A configurable variable used in mainframe replication pipelines that follows the format %(<parm_name>) and can store string or encrypted string values for use within scripts. These variables enable dynamic configuration and parameterization of pipeline execution by allowing values to be defined once and referenced throughout the pipeline scripts.

Tablespace

A logical storage unit in Oracle database that groups related data files together and provides a way to organize and manage database storage. It serves as a container for database objects like tables and indexes, with each tablespace having associated data files that physically store the data on the database server.

Target dataset

A dataset that serves as the destination for processed data output from a Data Quality pipeline run configuration.

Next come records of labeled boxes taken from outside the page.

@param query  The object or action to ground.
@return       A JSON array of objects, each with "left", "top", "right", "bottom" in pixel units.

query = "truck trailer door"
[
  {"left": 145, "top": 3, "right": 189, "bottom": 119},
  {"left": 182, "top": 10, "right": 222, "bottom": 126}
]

It must have a schema that matches the pipeline output schema for the job to execute successfully.

Target field name

The new name assigned to a column or field during a data replication process, such as when renaming fields in a pipeline or mapping fields between datasets.

Target server

The destination server in a replication pipeline where data from the source is transferred and stored. It receives replicated data and maintains connections during the replication process.

Temporary status

A status condition in a replication pipeline that indicates temporary communication issues between components, typically displayed as 'Unknown' status. This status suggests a transient problem that may resolve automatically without requiring immediate intervention.

Transformation step

A specific operation in a data quality pipeline that processes data by performing functions such as filtering, joining, parsing, or standardizing to transform input data into the desired output format. Each transformation step is organized into categories and can be configured, reordered, or deleted within the pipeline workflow.

Workspace

A centralized environment in Data Integrity Suite designed for users to manage and monitor data integrity processes efficiently, providing access to tools for data validation, cleansing, and profiling. Each workspace is tied to one subscription and includes monitoring features, auditing capabilities, and role-based access controls for collaboration among team members.

Workspace owner

A user role in the Data Integrity Suite that has administrative privileges to manage workspace settings including security policies, users, datasources, governance, and catalog management. Workspace owners are automatically assigned the Workspace Manager role and have comprehensive control over workspace operations.